Now John’s disciples and the Pharisees were fasting; and people came and said to [Jesus], “Why do John’s disciples and the disciples of the Pharisees fast, but your disciples do not fast?” Jesus said to them, “The wedding guests cannot fast while the bridegroom is with them, can they? As long as they have the bridegroom with them, they cannot fast. The days will come when the bridegroom is taken away from them, and then they will fast on that day. (Mark 2:18-20)
I’m not surprised that today’s Gospel lection gets classified as a text about the spiritual discipline of fasting in the Bible I’m using from Renovaré, which defines fasting as “the voluntary denial of an otherwise normal function for the sake of intense spiritual activity.” Clearly, there are significant benefits to this discipline — e.g., “it reminds us that we are sustained by every word of God and it restores balance in a believer’s life regarding priorities and nonessentials.”
But in a time when we are involuntarily denied so many normal functions, it feels like “balance” should instead push us to practice the other spiritual discipline present in this story: celebration.
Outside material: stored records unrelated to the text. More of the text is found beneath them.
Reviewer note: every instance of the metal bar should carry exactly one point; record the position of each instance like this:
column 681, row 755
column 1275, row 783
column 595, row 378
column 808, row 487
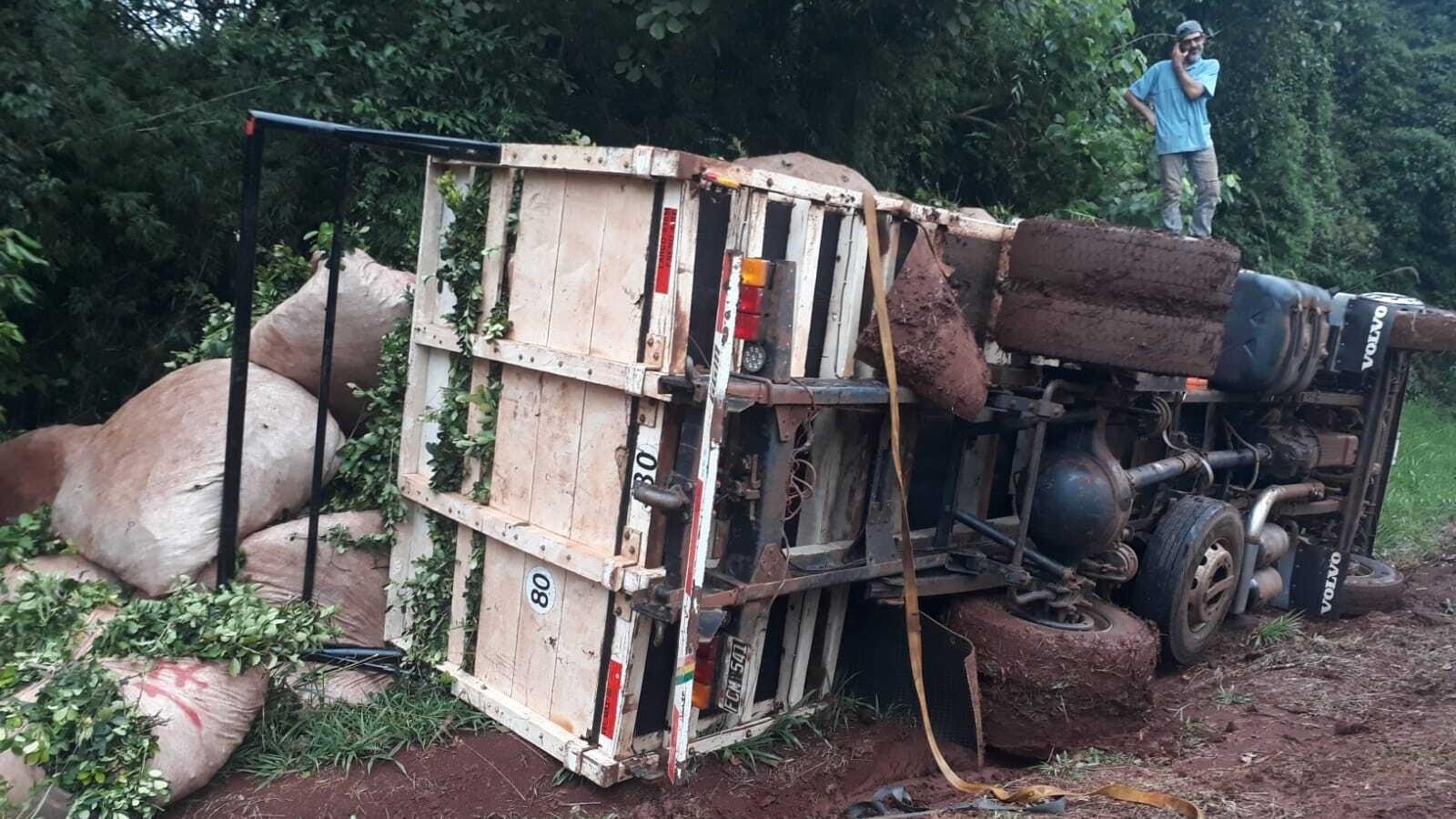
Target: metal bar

It’s the last of the disciplines defined by Renovaré, but certainly not the least. Celebration “manifests in endless ways: singing, dancing, laughing, as well as taking advantage of celebrating festivals, holidays, and the milestones of life.” And even in an act as mundane as a meal.
After all, the reason the question of fasting came up is that Jesus and his disciples were eating with Levi (soon to become Matthew), his tax collector friends, and other “sinners.” Whether it was just the “dinner” of Mark’s spare account (2:15) or the “great banquet” described elsewhere (Luke 5:29), any meal is a chance to celebrate how God has blessed us: with life itself, sustained by food; with beauty, evident in the needlessly wondrous diversity of foods and drinks; with love, as we share an intimate experience with family and friends; and with grace, as we pray to a Christ who came “to call not the righteous but sinners” (Mark 2:17) — like Levi, and like us.
Celebration reminds us that “God loves to celebrate and loves even more when we, as his people, join him in celebrating all the wonderful things he has done for us.” If that’s all we take away from this passage, maybe it’s not enough.
Indeed, I don’t want to get caught up in trying to interpret the metaphor that ends this brief reading. As I read those verses today, I cared less what distinguished new wineskins from old and more that Jesus was undoubtedly pointing to the wine on the table in front of him.
That’s Mark’s earliest portent that the “bridegroom” would soon be taken away, to bleed on a cross. (And I can’t help thinking that it’s now been almost seven months since I last shared in the sacrament of communion. There’s a fast for you.) But given that we’re in the second chapter of one gospel, it’s hard not to think of another, describing a more famous meal whose guest list includes Jesus and his disciples. Among many other things, John’s story of that wedding feast at Cana — filed with Celebration in my Bible’s index of spiritual disciplines — reminds us that our bridegroom shares his grace as lavishly as he shared that wine.
What can his disciples do but discipline ourselves to celebrate as joyfully?